• L'homme dans la vitrine

    L'homme dans la vitrine

    "L'homme dans la vitrine" de Kjelle Ola Dahl - Gallimard série noire

    Présentation de l'éditeur :

    Un matin d'hiver, Reidar Folke Jespersen, antiquaire à Oslo, va se poster dans un café non loin de chez lui.
    Après quelques heures d'attente, il aperçoit son épouse qui va retrouver son amant. Ensuite, Jespersen quitte son poste d'observation pour se rendre chez ses frères pour un important rendez-vous d'affaires. La réunion se passe mal et les frères se séparent fâchés. Le lendemain matin, on retrouve le corps sans vie de Jespersen, placé nu dans un fauteuil de la vitrine de son magasin. Le commissaire Gunnarstranda arrive sur les lieux du crime avec l'inspecteur Frank Frolich.
    Les indices dont ils disposent ne sont pas nombreux : une série de chiffres tracés au feutre sur le cadavre et des objets volés. L'enquête s'annonce d'autant plus difficile que de nombreuses personnes semblent très contentes de la disparition du vieil homme.
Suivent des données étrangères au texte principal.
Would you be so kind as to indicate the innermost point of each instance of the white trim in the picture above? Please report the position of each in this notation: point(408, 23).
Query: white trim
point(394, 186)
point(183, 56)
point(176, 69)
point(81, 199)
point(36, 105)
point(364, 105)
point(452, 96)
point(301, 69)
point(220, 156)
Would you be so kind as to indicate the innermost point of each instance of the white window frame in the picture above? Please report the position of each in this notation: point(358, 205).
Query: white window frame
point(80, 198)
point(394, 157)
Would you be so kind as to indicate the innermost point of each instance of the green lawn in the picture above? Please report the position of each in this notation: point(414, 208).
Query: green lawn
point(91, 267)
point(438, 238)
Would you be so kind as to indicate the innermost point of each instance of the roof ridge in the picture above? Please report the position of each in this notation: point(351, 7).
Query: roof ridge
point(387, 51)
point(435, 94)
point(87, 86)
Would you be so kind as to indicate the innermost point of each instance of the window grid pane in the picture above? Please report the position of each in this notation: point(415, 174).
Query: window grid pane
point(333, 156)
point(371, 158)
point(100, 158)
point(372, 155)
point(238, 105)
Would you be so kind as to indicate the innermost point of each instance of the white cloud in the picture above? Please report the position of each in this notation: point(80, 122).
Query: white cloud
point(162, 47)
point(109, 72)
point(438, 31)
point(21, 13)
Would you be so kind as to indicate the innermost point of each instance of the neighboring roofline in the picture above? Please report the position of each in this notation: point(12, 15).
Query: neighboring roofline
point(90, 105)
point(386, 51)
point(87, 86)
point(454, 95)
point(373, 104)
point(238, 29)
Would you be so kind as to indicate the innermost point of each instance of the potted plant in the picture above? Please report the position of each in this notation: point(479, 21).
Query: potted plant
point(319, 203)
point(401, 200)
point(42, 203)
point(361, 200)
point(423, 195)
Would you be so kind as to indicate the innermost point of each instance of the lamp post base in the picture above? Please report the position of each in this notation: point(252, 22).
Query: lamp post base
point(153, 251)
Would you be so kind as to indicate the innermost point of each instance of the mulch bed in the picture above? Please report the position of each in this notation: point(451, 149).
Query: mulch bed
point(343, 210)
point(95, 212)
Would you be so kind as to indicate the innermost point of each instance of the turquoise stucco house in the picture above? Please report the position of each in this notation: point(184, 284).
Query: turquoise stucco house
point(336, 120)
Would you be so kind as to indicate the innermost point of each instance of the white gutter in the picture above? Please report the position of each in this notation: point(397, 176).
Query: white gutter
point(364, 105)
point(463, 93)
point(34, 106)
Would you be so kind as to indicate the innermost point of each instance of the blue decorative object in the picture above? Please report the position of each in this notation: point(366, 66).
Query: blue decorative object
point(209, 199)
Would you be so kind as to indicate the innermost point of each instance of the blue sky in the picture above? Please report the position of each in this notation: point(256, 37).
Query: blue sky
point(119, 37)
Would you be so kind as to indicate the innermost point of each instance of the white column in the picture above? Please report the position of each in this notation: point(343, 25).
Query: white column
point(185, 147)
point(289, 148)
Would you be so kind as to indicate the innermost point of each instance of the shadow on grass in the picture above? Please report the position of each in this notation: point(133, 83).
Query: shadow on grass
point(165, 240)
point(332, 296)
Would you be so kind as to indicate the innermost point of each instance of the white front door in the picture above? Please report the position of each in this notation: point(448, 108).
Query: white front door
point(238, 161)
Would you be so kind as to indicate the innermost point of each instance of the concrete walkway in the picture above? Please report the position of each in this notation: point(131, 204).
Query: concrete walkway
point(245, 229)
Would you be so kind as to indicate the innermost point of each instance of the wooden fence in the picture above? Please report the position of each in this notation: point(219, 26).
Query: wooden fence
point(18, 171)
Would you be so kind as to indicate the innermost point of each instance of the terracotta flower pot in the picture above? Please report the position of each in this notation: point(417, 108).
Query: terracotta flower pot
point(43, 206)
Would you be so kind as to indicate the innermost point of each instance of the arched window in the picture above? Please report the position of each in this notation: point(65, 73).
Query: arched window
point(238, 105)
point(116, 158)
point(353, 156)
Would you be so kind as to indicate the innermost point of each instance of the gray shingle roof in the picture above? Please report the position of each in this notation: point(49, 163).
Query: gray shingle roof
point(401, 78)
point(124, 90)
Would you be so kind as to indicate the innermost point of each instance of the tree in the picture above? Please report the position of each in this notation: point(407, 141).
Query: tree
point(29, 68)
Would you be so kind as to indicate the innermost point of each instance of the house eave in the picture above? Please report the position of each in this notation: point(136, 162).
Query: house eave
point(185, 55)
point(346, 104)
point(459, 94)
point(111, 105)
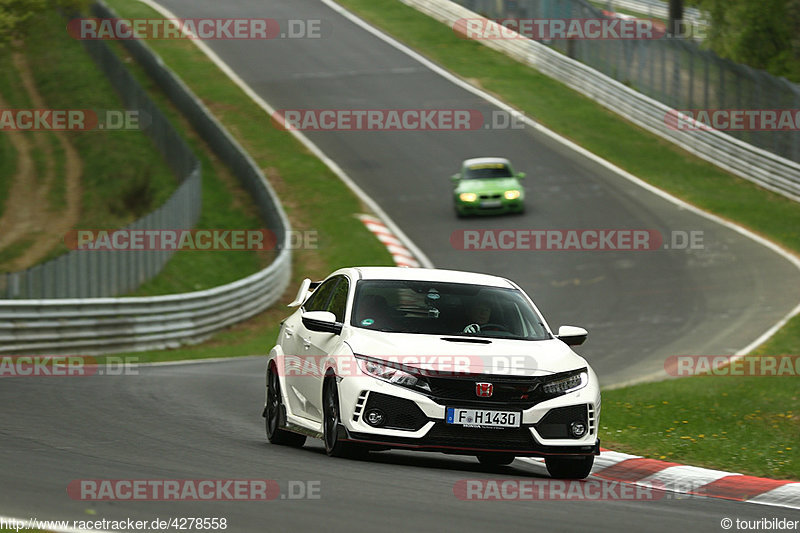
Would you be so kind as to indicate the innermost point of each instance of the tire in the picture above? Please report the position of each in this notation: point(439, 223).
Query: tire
point(496, 459)
point(330, 424)
point(275, 434)
point(567, 467)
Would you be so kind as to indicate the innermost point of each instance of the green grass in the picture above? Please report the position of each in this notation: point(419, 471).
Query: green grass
point(313, 197)
point(113, 163)
point(117, 165)
point(740, 424)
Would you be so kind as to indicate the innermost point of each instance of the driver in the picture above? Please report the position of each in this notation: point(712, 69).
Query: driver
point(478, 315)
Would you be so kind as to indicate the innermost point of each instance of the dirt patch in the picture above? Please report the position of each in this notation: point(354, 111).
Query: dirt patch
point(28, 213)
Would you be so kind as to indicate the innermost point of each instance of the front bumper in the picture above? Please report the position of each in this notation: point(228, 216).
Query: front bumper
point(417, 421)
point(483, 208)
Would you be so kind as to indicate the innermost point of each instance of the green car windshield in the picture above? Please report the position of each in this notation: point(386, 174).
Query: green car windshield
point(487, 171)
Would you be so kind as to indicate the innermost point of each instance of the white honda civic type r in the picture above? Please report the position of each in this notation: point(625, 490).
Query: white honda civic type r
point(431, 360)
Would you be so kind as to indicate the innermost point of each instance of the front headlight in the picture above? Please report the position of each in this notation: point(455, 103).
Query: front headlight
point(567, 384)
point(393, 375)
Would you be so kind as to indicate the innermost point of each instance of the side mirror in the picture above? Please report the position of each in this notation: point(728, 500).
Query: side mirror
point(323, 321)
point(572, 335)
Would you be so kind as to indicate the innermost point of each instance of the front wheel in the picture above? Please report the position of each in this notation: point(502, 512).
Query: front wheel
point(330, 427)
point(568, 467)
point(275, 434)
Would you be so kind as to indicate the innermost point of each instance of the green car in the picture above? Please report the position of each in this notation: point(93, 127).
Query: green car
point(488, 185)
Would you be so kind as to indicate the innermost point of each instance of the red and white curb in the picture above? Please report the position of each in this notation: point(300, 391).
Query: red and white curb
point(402, 256)
point(674, 477)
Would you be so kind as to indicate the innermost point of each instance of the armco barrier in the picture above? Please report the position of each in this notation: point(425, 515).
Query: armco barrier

Avec L'homme dans la vitrine, Kjell Ola Dahl signe un roman dense et complexe, une histoire d'amour et de vengeance sur laquelle plane l'ombre du passé et des heures les plus sombres de l'histoire norvégienne.

    Première page :

    "Reidar Folke Jespersen entama ce vendredi 13 de la même manière qu'il avait commencé tous les matins des cinquante dernières années de sa vie qui en comptait déjà soixante-dix-neuf, avec une bouillie d'avoine, dans la cuisine, seul dans la pénombre hivernale du matin, les bretelles pendantes dans son dos, avec les petits tintements rythmés de sa cuillère contre le fond de l'assiette creuse pour tout accompagnement musical de sa solitude. Reidar Folke Jespersen avait des cernes marqués sous ses yeux bleu vif, le menton couvert d'une barbe blanche taillée court et avec soin. Les mains qui tenaient la cuillère étaient épaisses et ridées, avec des veines saillantes qui disparaissaient sous les plis de ses manches de chemise. Ses avant-bras n'auraient pas paru déplacés chez un bûcheron ou un forgeron.
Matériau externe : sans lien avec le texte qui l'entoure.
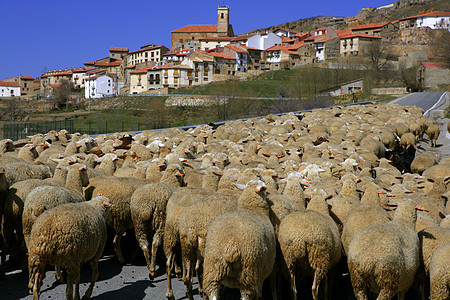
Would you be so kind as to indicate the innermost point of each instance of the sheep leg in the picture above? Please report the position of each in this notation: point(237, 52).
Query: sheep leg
point(318, 276)
point(156, 243)
point(189, 263)
point(293, 286)
point(169, 266)
point(94, 267)
point(38, 277)
point(58, 275)
point(117, 248)
point(273, 283)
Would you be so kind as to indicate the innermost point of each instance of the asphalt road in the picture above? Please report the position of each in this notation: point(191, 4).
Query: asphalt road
point(425, 100)
point(131, 281)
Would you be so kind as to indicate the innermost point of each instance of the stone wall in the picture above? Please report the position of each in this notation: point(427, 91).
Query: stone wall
point(194, 100)
point(393, 90)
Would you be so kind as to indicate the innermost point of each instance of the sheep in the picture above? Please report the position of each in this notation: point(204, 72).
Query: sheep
point(433, 132)
point(68, 236)
point(440, 273)
point(18, 171)
point(368, 213)
point(41, 199)
point(119, 190)
point(408, 140)
point(384, 257)
point(310, 243)
point(243, 255)
point(193, 226)
point(148, 213)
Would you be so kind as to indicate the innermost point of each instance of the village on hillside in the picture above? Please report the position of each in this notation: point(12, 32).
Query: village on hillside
point(201, 54)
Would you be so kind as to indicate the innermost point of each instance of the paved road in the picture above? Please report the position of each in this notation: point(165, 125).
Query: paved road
point(426, 100)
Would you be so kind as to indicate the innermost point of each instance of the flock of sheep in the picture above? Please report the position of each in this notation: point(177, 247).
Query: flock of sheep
point(276, 198)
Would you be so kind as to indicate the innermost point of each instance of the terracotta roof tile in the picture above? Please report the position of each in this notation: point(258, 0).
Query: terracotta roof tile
point(11, 84)
point(197, 28)
point(346, 36)
point(370, 26)
point(432, 13)
point(237, 49)
point(118, 49)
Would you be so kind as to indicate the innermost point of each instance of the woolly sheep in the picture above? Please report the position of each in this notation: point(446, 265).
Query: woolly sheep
point(309, 241)
point(241, 256)
point(68, 236)
point(433, 134)
point(41, 199)
point(440, 273)
point(119, 191)
point(384, 257)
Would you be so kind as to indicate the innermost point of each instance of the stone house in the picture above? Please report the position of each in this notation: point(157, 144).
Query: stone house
point(190, 35)
point(306, 53)
point(9, 89)
point(118, 52)
point(147, 53)
point(223, 64)
point(54, 78)
point(99, 86)
point(384, 29)
point(264, 41)
point(208, 43)
point(354, 44)
point(354, 86)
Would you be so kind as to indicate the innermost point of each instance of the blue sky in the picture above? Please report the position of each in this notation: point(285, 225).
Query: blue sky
point(38, 35)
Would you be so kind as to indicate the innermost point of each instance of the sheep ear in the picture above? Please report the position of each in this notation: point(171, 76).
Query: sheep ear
point(239, 186)
point(200, 171)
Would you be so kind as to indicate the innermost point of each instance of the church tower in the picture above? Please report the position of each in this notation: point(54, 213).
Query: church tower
point(223, 19)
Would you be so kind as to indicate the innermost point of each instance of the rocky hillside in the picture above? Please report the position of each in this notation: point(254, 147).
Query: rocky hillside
point(394, 11)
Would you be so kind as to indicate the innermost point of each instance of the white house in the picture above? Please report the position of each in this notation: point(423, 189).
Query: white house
point(264, 41)
point(9, 89)
point(434, 20)
point(98, 86)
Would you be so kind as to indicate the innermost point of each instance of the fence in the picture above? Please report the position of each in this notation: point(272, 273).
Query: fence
point(20, 130)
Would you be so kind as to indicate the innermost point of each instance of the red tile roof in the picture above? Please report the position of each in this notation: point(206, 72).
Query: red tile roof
point(140, 71)
point(370, 26)
point(296, 46)
point(275, 48)
point(216, 38)
point(432, 13)
point(237, 49)
point(147, 49)
point(346, 36)
point(221, 54)
point(58, 74)
point(11, 84)
point(343, 32)
point(118, 49)
point(434, 65)
point(242, 38)
point(197, 28)
point(325, 39)
point(83, 69)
    Il n'avait pas faim. Il n'avait jamais eu faim le matin, mais, en homme raisonnable et bien informé, il comprenait la nécessité pour l'estomac de travailler avec quelque chose de solide. Ainsi, il commençait chaque journée par une assiette de bouillie qu'il préparait lui-même. Si on lui avait demandé à quoi il pensait pendant ces minutes-là, il n'aurait su répondre. En mangeant, il se concentrait toujours pour compter le nombre de cuillerées …"

    Ce que j'en pense :

    L'intrigue est lente, et même un peu poussive. Le rythme s'accélère dans les dernières pages. L'auteur a voulu faire des efforts pour donner un peu d'épaisseur psychologique à ses deux enquêteurs mais c'est quand même un peu faible.